Monday, 14 April 2014


SAINTS PRESERVE US

 

The Heartbleed of America

 

Years ago a friend of mine e-mailed me a link which I clicked on. Attention: You have reached the very last page of the Internet. We hope you have enjoyed your browsing. Now turn off your computer and go outside. I laughed; I spat coffee. The absurdity of the joke is profound.

 

Last week we learned there was something behind and beyond the endpapers of the great grid. The Internet has had a wide open back door into many reputedly secure sites for the past two years. The bug, as you know, is called Heartbleed. Its genesis is a coding flaw, perhaps an incorrect alpha-numeric sequence mis-hunted-and-pecked on a QWERTY keyboard by a tired programmer.
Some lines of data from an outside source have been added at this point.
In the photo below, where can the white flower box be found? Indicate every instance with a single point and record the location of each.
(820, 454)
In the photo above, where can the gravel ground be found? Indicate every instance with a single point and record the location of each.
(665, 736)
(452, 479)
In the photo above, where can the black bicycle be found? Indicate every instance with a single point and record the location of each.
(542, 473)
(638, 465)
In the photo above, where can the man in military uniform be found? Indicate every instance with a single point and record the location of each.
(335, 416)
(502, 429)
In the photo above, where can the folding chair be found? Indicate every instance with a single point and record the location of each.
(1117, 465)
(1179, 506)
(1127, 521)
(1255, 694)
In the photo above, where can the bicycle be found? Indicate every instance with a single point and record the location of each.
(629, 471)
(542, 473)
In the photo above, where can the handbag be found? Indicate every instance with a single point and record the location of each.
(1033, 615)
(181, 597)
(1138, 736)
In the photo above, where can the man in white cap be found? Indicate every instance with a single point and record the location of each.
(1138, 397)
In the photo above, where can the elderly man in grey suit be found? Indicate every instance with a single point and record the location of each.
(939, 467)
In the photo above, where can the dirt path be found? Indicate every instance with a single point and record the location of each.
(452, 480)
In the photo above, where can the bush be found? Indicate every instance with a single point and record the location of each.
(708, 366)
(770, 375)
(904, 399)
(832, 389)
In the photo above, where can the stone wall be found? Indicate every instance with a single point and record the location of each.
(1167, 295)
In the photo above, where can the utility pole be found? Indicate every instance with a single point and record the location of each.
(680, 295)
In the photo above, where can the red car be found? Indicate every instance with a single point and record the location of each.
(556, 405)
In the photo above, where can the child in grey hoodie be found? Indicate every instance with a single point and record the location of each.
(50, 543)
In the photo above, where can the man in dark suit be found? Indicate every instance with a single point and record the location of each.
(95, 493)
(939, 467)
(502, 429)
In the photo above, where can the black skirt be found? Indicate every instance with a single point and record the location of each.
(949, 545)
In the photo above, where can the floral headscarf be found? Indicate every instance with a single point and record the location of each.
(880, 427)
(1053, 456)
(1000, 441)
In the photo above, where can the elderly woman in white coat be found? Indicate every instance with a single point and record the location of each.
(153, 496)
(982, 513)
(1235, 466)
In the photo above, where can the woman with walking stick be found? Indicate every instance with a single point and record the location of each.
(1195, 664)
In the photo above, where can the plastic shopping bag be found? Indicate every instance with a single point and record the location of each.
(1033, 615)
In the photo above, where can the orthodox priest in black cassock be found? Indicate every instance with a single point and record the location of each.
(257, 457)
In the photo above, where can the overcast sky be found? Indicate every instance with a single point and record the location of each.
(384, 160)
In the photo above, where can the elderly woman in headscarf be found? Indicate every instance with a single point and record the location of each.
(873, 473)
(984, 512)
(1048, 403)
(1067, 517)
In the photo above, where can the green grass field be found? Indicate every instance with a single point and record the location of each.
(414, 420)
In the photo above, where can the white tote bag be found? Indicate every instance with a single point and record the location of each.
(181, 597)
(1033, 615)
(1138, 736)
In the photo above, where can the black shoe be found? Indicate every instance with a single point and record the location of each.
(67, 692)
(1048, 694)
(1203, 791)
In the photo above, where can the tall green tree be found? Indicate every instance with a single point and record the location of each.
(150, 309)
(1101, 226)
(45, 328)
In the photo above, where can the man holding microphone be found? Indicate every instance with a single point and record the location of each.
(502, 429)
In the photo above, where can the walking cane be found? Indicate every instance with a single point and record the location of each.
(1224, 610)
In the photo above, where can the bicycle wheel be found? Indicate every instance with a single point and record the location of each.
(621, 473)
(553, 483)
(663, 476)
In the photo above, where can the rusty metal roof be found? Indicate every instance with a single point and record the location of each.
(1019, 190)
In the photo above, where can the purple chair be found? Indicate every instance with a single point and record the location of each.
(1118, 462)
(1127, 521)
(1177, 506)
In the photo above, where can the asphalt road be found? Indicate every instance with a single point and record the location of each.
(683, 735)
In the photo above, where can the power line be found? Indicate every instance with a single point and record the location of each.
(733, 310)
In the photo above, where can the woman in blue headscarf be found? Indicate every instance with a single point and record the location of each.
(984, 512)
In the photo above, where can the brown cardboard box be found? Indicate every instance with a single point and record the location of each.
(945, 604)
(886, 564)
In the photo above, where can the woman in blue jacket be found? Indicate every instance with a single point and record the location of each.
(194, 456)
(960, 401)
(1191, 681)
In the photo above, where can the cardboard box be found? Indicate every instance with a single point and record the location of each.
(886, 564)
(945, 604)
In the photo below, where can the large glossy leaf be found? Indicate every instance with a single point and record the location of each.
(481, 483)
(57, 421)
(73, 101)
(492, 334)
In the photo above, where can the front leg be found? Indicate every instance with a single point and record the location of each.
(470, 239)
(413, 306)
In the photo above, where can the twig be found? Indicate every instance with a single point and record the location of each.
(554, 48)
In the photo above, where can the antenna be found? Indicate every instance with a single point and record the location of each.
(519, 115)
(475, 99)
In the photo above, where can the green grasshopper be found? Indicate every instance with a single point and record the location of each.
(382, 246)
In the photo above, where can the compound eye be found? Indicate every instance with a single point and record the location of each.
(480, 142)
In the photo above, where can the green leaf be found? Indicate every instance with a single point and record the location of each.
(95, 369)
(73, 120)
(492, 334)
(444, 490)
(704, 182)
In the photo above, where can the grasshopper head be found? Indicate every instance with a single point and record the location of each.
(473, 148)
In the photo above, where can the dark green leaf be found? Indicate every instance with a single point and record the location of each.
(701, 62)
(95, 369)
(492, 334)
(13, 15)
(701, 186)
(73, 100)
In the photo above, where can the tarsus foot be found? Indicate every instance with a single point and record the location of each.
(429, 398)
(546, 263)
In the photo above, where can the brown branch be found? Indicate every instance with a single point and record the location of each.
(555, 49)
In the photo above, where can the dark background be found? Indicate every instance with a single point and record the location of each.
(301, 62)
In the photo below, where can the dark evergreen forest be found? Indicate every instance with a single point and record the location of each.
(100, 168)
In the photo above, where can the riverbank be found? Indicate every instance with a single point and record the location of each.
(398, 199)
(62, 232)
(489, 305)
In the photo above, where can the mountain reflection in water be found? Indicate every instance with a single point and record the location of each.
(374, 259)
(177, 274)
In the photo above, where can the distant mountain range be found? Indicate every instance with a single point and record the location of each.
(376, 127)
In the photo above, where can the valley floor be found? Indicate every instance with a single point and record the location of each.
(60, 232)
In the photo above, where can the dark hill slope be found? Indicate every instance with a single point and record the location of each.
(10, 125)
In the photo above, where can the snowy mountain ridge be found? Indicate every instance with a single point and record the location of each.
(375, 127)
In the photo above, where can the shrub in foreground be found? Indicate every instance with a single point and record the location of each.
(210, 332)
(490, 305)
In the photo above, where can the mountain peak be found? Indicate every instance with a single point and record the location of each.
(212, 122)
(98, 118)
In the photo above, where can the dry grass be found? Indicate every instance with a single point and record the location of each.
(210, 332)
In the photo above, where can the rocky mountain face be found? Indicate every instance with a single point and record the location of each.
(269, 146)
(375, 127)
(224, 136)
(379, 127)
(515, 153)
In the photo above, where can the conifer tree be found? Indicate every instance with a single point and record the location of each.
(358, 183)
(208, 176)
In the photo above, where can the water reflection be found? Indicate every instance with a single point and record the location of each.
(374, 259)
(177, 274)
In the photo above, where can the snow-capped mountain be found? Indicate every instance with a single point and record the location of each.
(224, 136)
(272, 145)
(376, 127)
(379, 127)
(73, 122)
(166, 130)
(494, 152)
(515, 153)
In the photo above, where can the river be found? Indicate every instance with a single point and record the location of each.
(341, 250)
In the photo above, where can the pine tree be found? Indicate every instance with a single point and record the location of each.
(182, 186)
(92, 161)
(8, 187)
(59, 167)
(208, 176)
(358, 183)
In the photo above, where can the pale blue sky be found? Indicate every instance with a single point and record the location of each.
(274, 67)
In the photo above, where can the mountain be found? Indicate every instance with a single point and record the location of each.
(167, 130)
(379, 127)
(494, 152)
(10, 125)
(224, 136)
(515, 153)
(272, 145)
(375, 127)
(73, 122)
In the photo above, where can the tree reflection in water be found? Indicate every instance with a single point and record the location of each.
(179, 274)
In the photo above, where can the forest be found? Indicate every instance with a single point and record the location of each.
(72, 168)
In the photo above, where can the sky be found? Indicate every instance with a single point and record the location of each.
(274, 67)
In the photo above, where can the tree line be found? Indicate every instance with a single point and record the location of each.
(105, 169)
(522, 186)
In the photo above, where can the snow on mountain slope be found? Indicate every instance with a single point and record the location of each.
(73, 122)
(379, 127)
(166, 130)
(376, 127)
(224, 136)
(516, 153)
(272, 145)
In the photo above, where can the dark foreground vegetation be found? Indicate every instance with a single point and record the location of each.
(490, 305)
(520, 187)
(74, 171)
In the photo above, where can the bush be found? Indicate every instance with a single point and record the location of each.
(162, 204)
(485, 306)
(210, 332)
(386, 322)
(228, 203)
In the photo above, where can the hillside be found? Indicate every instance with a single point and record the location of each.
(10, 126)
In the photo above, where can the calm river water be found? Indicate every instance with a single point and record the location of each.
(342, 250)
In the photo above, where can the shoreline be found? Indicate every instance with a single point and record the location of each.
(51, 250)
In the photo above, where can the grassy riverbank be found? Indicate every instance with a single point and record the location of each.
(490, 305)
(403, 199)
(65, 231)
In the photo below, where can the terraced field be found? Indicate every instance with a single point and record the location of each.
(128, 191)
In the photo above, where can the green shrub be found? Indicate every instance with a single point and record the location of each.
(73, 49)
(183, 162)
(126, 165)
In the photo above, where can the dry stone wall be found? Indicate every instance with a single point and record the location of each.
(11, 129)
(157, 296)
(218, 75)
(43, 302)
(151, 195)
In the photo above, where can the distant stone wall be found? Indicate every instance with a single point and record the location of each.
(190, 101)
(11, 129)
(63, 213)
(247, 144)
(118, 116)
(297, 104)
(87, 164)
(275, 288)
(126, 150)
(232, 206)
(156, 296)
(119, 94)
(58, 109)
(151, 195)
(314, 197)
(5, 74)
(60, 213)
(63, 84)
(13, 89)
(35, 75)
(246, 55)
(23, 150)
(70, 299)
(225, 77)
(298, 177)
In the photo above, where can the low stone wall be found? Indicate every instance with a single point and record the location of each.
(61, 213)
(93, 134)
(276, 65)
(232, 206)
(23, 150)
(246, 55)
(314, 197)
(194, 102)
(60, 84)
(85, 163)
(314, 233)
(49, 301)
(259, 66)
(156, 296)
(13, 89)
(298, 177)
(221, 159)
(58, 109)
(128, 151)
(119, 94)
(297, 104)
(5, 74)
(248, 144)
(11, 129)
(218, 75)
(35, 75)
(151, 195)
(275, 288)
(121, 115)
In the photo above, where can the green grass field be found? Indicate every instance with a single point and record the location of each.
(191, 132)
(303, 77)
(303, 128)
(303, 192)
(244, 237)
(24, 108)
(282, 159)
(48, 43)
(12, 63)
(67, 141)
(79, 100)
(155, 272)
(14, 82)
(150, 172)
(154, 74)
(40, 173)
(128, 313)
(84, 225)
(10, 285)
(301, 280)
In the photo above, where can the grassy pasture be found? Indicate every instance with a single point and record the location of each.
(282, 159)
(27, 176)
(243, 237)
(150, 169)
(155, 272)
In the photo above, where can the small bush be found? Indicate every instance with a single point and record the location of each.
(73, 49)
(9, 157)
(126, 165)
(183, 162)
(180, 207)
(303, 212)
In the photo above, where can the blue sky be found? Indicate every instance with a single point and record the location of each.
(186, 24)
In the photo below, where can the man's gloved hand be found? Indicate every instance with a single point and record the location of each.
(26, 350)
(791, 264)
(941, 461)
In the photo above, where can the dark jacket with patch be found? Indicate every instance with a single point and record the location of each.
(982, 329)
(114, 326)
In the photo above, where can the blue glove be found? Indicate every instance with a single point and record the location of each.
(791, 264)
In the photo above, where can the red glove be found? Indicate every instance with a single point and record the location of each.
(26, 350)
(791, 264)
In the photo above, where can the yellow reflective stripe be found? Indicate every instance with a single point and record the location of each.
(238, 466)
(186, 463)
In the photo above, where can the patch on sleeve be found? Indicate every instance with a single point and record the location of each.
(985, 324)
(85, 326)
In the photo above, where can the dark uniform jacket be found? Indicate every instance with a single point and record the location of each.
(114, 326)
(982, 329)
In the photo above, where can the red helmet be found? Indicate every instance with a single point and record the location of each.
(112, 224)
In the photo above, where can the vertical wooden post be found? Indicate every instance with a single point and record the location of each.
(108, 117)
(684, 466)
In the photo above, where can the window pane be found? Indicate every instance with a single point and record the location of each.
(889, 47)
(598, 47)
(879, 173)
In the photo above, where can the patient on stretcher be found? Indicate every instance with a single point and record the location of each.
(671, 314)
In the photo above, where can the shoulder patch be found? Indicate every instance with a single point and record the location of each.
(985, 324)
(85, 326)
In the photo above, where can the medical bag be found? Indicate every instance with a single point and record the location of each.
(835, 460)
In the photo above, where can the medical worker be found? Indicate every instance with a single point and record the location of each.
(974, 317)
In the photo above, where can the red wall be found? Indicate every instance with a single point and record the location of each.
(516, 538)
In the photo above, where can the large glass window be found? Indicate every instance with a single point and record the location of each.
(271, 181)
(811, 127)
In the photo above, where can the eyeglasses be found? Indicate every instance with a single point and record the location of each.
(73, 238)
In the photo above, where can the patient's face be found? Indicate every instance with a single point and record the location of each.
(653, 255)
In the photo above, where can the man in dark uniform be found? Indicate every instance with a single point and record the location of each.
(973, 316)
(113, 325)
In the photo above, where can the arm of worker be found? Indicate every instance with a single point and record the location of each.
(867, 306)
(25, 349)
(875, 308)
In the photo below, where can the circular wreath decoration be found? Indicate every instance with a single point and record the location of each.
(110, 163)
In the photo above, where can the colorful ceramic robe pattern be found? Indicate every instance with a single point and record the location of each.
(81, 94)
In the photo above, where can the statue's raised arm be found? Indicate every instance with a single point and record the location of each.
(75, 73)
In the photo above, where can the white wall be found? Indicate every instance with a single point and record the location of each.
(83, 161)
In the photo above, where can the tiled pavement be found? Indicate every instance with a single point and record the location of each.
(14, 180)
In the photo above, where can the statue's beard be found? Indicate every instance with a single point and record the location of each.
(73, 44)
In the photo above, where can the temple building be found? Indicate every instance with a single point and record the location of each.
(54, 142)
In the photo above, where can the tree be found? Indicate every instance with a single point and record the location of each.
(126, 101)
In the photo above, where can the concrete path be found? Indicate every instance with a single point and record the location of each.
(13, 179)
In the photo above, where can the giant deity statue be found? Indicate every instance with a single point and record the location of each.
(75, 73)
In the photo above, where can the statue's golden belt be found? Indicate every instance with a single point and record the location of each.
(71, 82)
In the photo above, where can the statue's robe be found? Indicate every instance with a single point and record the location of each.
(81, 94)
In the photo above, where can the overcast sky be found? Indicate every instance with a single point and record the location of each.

Simple as that.

 

More disturbing was Friday’s revelation that the post-9/11 and now massive ‘peculiar service’ infrastructure of the United States, specifically the National Security Agency (NSA), Washington’s signal intelligence (SIGINT) ‘listeners,’ knew the screen door was unhooked and banging in the breeze from the get-go. There must’ve been other crepe soled feet on the porch. It stands to reason that Communications Security Establishment Canada (CSEC) was either aware or made aware by the NSA of the delicious scents wafting out of the figurative kitchen. It’s possible therefore that the three other countries comprising the allied SIGINT Five Eyes, the United Kingdom, Australia and New Zealand, knew about the Heartbleed bug too. And if our spooks did, well, you can bet the Chinese and the Russians and other interested parties were right there.

 

Nobody in the secret world breathed a word. The Heartbleed bug was something to exploit, not patch as a public service. Agencies like the NSA and CSEC are supposed to be on our side.

 

What is the price of mandated silence? For General Motors, bailed out by the governments of two countries in the wake of the 2008 financial meltdown, the toll is 15 customers dead because being tight lipped for a decade over a faulty $5 part seemed to be the prudent course of inaction. Heartbleed is not a life and death matter, though it’s indicative of the fundamental conflict in the Information Age: an individual’s right to privacy versus a state’s requirement to know.

 
Maybe we really should get offline and get out more.